For future reference, this is the detailed procedure that I followed. I used the Eutils web service access from NCBI.
The first step was to submit a POST request using ELink, like in this example (Java, using Jersey as HTTP client):
(baseURL is always: http://eutils.ncbi.nlm.nih.gov/entrez/eutils/)
WebResource webRes = client.resource(baseURL + "elink.fcgi");
MultivaluedMap queryParams = new MultivaluedMapImpl();
queryParams.add("dbfrom", "pccompound");
queryParams.add("db", "pcsubstance");
queryParams.add("linkname", "pccompound_pcsubstance_same");
for (String id : dbFromIds) { // the dbFromIds is a list of PubChem CIDs
queryParams.add("id", id);
}
ClientResponse resp = submitPost(webRes, queryParams);
You get an XML response which looks like this:
http://eutils.ncbi.nlm.nih.gov/entrez/eutils/elink.fcgi?dbfrom=pccompound&id=2906&id=100&db=pcsubstance&linkname=pccompound_pcsubstance_same
Through the post version you can post up to 5000 compound ids at once. This gives you an XML from where you need to extract the compound CID to substance SID associations (when you submit several ids in the post form, you don't lose the compound - substance associations, as shown in the example). You could change the linkname variable to other available flavours, but I wanted the same structures.
Then, for groups of 5000 substance ids (SIDs, in the pubchemSubstanceIds list), you make a submission to the EPost application:
WebResource epostWebRes = client.resource(baseURL+"epost.fcgi");
MultivaluedMap queryParamsEPost = new MultivaluedMapImpl();
queryParamsEPost.add("db", "pcsubstance");
queryParamsEPost.add("id", StringUtils.join(pubchemSubstanceIds, ","));
ClientResponse respEpost = submitPost(epostWebRes, queryParamsEPost);
From the response, you obtain two values, a WebEnv and a query_key, which you can use with ESummary:
WebResource webRes = client.resource(baseURL + "esummary.fcgi");
MultivaluedMap queryParams = new MultivaluedMapImpl();
queryParams.add("db", "pcsubstance");
queryParams.add("query_key", epostRes.getQueryKey());
queryParams.add("WebEnv", epostRes.getWebEnv());
ClientResponse resp = submitPost(webRes, queryParams);
This last response includes an XML again from where you can parse names, synonyms, the source identifier (the identifier in the external database) and the source name (the database name) for each submitted pubchem substance id. With the source identifier and source name, you have a cross reference. In the synonyms you can also find identifiers to other databases that don't deposit directly to PubChem (like the HSDB or EINECS, as Michael Kuhn pointed out).

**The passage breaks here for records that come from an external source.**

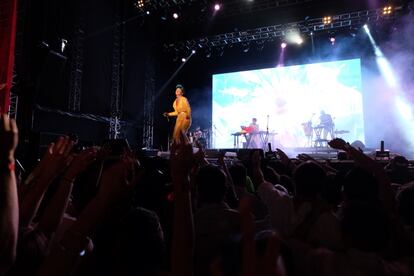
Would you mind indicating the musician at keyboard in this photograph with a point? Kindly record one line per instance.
(252, 135)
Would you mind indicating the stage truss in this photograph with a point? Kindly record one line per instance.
(262, 35)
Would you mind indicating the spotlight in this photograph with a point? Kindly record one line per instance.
(327, 20)
(63, 43)
(246, 48)
(387, 10)
(139, 4)
(299, 40)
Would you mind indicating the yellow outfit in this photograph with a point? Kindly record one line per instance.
(183, 112)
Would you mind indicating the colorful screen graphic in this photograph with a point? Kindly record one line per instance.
(288, 103)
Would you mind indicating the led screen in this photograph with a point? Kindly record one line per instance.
(287, 103)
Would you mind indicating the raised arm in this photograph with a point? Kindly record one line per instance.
(55, 160)
(54, 211)
(386, 195)
(9, 208)
(116, 183)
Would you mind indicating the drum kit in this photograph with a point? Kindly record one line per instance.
(200, 136)
(312, 132)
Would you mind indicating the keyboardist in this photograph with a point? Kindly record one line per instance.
(253, 141)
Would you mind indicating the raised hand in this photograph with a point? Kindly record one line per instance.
(80, 162)
(119, 179)
(57, 156)
(253, 263)
(338, 143)
(8, 137)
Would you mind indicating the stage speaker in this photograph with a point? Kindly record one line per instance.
(53, 82)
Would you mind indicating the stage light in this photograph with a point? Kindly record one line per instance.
(366, 29)
(299, 40)
(63, 43)
(327, 20)
(139, 4)
(387, 10)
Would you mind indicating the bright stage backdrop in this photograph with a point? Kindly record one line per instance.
(283, 98)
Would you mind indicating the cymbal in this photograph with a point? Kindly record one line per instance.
(341, 131)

You need to keep in mind that you shouldn't make request with intervals of less than 3 seconds according to the EUtils rules. Even with this, for 14,000 PubChem CIDs, it took approximately an hour (and that included writing a Lucene index with the results).

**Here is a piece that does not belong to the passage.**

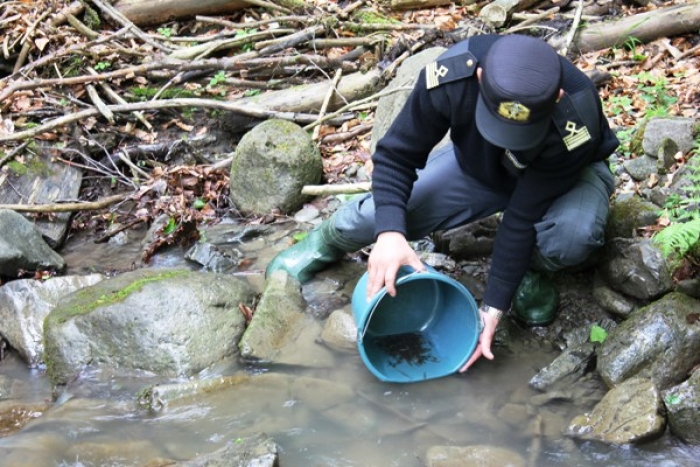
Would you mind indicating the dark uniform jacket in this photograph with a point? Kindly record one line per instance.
(579, 135)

Easily done with the CACTVS toolkt www.xemistry.com/academic has a free version for academic use).
Script snippet:
foreach cid $cidlist { set eh [ens create $cid] if {![catch {ens get $eh E_CHEBI_ID} id]} { puts "ChEBI: $id" }
same for other identifiers of interest, the only one from your list currently not supported is LipidMaps (I'll add it), ChemSpider and EINECS require version 3.395 because their query interface once more has morphed
ens delete $eh }
The code performs a fresh lookup on the reference databases, so it does not require registration of the structures at PubChem.